HDFC Bank Q1 net up 21%, bad loans rise marginally

Gross NPA rises to 0.95% from 0.93% in the March quarter

BS Reporter Mumbai
HDFC Bank, the country's second largest private sector lender, has reported a 21 per cent rise in net profit to Rs 2,695.7 crore on account of robust other income and increase in net interest income. Net profit was a tad below a Bloomberg estimate.

Net interest income (NII), the difference between interest earned and interest expended, increased 23.5 per cent to Rs 6,389 crore in the quarter ended June, compared with Rs 5,171.6 crore in the same period a year ago.

Other income, led by treasury gains, grew 33 per cent to Rs 2,461.9 crore in the April-June quarter compared with Rs 1,850.6 crore in the corresponding quarter last year.
 

“HDFC Bank’s healthy NII growth was aided by strong loan growth and stable net interest margins. However, profit after tax was marginally below our expectations on back of higher provisions despite robust treasury gains,” said Saday Sinha, analyst with Kotak Securities.

Though the gross non-performing assets (GNPAs) in the June quarter improved compared with the same quarter a year ago, but on a sequential basis, it went up marginally. The percentage of gross NPA to gross advances was at 0.95 per cent compared with 1.07 per cent in the June quarter last financial year. However, there was a marginal increased in GNPAs from the March quarter, where it stood at 0.93 per cent.

The bank's management denied there were any signs of stress with regard to asset quality. “The bank is not showing any signs of stress. Marginal difference in NPA numbers will happen from quarter to quarter but categorically the bank has no stress at this point of time. Some slippages that happened were in small and medium enterprise business and in agri business,” said Aditya Puri, managing director, HDFC Bank.

Similarly, net NPA to gross advances at the end of June 30, 2015, improved to 0.27 per cent compared with 0.32 per cent in the same quarter a year ago. But it registered a slight increase of 0.02 per cent on a sequential basis.

At the same time, provisions and contingencies for the quarter ended June 30 also increased to Rs 728 crore (consisting of specific loan loss provisions of Rs 557.5 crore, general provisions of Rs 96 crore, floating provisions of Rs 65 crore and other provisions of Rs 9.5 crore) against Rs 482.8 crore for the corresponding quarter ended June 30, 2014.
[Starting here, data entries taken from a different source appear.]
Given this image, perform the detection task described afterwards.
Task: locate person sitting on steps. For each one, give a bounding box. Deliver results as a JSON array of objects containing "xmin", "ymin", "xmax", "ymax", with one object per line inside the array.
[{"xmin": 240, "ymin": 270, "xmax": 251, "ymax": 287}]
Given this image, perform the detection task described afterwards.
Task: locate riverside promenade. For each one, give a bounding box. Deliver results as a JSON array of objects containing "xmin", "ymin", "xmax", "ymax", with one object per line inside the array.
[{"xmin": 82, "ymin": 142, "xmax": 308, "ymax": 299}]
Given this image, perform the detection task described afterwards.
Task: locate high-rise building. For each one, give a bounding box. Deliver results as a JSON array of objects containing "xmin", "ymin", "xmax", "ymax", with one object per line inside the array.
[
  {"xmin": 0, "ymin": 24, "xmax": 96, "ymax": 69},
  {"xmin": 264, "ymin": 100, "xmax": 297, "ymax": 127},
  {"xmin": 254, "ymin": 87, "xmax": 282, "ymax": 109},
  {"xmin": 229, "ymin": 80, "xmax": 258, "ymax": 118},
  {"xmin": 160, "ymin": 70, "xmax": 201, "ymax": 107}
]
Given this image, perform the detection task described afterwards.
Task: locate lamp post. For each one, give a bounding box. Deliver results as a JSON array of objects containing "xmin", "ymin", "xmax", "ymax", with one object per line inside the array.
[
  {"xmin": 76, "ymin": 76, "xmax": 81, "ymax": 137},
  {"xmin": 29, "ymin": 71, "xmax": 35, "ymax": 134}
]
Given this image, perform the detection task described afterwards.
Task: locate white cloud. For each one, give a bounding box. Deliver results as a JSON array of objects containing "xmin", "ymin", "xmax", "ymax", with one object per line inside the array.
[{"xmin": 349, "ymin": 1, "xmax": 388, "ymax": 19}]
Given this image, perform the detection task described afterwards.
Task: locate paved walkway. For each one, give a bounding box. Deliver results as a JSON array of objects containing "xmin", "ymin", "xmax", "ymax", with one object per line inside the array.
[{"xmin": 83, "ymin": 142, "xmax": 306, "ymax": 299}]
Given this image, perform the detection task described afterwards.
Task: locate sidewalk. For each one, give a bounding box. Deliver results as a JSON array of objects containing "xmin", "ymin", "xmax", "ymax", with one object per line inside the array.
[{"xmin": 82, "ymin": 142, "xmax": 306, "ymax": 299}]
“Provisions have gone up but a large part of it is floating provisions which when times are good it is prudent to provide. But specific provisions haven't gone up,” Puri said.
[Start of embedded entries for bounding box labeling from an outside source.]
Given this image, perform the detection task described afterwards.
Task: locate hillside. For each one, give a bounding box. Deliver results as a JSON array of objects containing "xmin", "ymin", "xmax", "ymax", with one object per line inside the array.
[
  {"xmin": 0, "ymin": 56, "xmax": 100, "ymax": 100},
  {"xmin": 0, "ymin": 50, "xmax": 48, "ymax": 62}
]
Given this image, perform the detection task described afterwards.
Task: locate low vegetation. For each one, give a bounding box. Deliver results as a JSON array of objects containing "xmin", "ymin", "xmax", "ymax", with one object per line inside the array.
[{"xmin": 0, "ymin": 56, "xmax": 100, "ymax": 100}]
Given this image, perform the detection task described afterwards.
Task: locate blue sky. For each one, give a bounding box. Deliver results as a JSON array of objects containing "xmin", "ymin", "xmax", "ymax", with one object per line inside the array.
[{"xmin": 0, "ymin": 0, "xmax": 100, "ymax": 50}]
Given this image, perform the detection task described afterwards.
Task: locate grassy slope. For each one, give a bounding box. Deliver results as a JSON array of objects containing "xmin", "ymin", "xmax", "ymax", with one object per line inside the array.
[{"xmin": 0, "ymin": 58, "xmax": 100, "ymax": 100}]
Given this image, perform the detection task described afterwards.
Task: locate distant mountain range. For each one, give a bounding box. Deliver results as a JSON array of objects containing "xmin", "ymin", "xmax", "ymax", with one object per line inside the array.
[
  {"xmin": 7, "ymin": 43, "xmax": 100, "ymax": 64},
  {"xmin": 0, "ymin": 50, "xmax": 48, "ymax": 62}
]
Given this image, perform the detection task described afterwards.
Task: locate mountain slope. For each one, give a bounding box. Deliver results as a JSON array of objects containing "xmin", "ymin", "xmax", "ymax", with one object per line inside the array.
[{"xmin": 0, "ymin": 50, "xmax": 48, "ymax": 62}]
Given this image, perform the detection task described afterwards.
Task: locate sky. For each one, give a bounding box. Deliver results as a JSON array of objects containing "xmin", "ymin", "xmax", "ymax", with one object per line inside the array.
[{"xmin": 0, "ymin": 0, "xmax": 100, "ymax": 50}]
Despite a growth in current and savings accounts, the share of low cost current account savings account (Casa) in total deposits came down to 39.6 per cent at the end of the June quarter compared with 44 per cent at the end of March 31, 2015. However, Puri explained this was on account of the share of fixed deposits growing faster than the Casa growth.

Net interest margin, a key indicator of a bank's profitability, remained stable at 4.3 per cent for the quarter ended June. The lender continued to remain well capitalised with a capital adequacy ratio of 15.7 per cent at the end of the June quarter.
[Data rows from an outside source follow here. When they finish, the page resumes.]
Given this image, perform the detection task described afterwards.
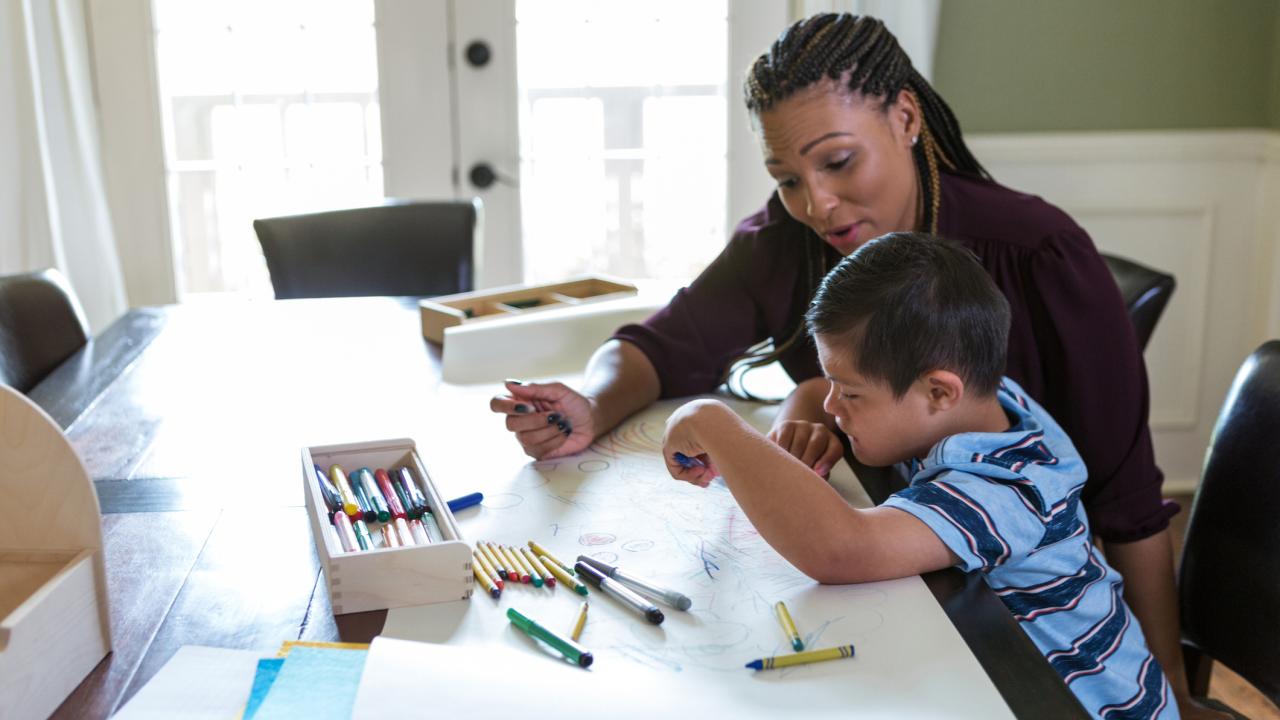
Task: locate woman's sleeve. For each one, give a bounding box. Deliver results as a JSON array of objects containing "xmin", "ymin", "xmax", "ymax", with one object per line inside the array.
[
  {"xmin": 613, "ymin": 232, "xmax": 767, "ymax": 397},
  {"xmin": 1027, "ymin": 229, "xmax": 1178, "ymax": 542}
]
A few days before the Reserve Bank of India's monetary policy, which is on August 4t, Puri said he expects the central bank to cut rates further.

“Based on the way inflation is moving, there isn’t much volatility and the way commodity prices are moving, the likelihood of interest rates going down is definite. We believe that interest rates should go down between now and year-end, maybe around 50-75 basis points, if not more,” he said.

The bank continued to be bullish on its digital strategy and by the end of the month was planning to launch a facility that would allow customers to pay home delivery vendors online.